Taxidermy Museums of the Northwest
Bagley Wildlife Museum, Bagley, Minnesota
McCone County Museum, Circle, Montana
Museum of Montana Wildlife, Browning, Montana
Museum of North American Wildlife, Coram, Montana
Valley County Pioneer Museum, Glasgow, Montana
The Great Northwest, those thinly settled lands from northern Minnesota west to the Montana plains, were some of the last areas in the continental U.S. to be settled by industrialized America. The coming of the railroad, immigrant settlement, Indian wars, the retreat of the grizzly from the plains and the slaughter of the buffalo, these scenes and events that greatly altered life in the Northwest Territory have happened within the recent 150-100 years.

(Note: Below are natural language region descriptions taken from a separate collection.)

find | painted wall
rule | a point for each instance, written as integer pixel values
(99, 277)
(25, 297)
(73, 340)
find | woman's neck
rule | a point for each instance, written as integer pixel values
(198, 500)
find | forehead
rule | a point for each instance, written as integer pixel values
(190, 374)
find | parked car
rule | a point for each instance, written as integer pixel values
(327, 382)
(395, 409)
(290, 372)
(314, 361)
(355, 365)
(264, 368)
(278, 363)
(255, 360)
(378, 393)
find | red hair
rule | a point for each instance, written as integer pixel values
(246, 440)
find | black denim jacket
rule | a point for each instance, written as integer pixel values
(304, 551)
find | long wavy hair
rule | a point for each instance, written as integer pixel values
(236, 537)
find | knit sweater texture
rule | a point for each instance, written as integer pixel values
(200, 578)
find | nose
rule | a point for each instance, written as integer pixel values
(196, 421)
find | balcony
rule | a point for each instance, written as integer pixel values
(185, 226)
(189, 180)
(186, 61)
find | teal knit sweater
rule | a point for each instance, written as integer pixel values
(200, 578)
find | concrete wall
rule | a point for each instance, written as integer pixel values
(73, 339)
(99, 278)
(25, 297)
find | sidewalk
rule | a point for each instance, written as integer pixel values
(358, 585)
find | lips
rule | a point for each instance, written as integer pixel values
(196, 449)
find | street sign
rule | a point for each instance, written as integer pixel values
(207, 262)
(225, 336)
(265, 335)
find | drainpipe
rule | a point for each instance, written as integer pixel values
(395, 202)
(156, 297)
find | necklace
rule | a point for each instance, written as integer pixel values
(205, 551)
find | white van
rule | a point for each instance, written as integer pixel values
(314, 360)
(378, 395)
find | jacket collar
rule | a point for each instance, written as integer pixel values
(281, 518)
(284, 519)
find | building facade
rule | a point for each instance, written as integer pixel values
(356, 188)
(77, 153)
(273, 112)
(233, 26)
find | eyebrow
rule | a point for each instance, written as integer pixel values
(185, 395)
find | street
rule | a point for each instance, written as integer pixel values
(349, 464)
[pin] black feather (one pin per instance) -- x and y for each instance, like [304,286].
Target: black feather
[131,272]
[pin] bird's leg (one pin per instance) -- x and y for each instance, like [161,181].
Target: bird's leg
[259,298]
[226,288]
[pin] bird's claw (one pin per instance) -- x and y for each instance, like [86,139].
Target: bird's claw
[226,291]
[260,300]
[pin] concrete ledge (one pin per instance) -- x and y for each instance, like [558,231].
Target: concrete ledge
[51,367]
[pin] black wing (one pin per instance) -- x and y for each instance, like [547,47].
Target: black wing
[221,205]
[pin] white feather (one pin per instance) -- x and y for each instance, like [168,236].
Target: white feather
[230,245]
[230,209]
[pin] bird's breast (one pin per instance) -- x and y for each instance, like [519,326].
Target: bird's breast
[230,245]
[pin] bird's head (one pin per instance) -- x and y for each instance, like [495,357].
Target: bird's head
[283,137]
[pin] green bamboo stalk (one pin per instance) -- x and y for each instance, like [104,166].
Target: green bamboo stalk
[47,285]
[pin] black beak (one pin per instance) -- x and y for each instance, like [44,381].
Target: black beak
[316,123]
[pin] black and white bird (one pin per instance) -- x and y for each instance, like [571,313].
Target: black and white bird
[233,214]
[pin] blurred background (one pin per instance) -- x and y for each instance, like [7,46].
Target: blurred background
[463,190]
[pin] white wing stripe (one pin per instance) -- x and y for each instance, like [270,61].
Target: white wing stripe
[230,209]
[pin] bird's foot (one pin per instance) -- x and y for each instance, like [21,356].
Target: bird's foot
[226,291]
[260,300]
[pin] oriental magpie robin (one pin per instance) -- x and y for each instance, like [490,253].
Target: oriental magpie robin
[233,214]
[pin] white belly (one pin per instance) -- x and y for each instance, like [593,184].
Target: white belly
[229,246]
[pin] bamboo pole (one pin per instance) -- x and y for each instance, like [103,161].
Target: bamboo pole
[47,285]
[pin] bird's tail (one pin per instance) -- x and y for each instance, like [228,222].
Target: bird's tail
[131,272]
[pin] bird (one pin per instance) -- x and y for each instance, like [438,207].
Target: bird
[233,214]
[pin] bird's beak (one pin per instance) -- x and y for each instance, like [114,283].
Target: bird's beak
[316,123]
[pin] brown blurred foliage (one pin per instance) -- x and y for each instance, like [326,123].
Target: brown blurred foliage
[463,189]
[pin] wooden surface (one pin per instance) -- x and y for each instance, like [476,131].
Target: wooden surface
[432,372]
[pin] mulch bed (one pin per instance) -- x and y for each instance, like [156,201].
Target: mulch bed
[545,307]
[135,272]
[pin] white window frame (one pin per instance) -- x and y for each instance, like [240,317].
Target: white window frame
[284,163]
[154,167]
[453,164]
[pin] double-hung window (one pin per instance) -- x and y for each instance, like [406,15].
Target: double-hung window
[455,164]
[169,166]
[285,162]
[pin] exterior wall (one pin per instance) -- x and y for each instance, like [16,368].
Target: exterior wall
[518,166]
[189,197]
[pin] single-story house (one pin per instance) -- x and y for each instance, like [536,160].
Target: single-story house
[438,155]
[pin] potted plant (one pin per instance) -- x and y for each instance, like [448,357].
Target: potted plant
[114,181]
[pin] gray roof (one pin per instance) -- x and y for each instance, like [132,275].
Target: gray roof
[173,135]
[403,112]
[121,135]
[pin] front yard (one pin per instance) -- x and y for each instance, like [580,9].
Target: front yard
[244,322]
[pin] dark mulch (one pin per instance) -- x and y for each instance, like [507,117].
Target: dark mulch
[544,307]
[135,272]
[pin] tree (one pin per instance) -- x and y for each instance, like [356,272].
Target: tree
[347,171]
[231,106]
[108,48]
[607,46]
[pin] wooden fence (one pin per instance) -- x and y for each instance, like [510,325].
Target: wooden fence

When the last old-timer fades away, how will we remember how it was in the old days? How will we hold on to the grandness of these events and their mythological significance to the American West?
The common sight of taxidermy museums in the Northwest provides a place to visit the ghosts of those old times. Like other captured memories and mementoes, the stuffed and mounted animals are manifestations of the passage of time and incessant changing of the background world. They are signs of the inevitable disappearance of the spirit despite the stubborn resistance of the preserved body to decay. What spirit animates the buffalo when the taxidermist finishes his artwork and freezes the animal forever in time?
In the posed and stylized relics of these afternoon tourist stops, you may glimpse a fleeting presence of this spirit of the wild west, a lingering ghost which irreversibly separated from our the live world at a moment in the not-too-distant past. The stiff skins of these animals are the singular representatives of this past. These lucky ones alone were chosen to live outside of time while their brothers and sisters rotted away long ago.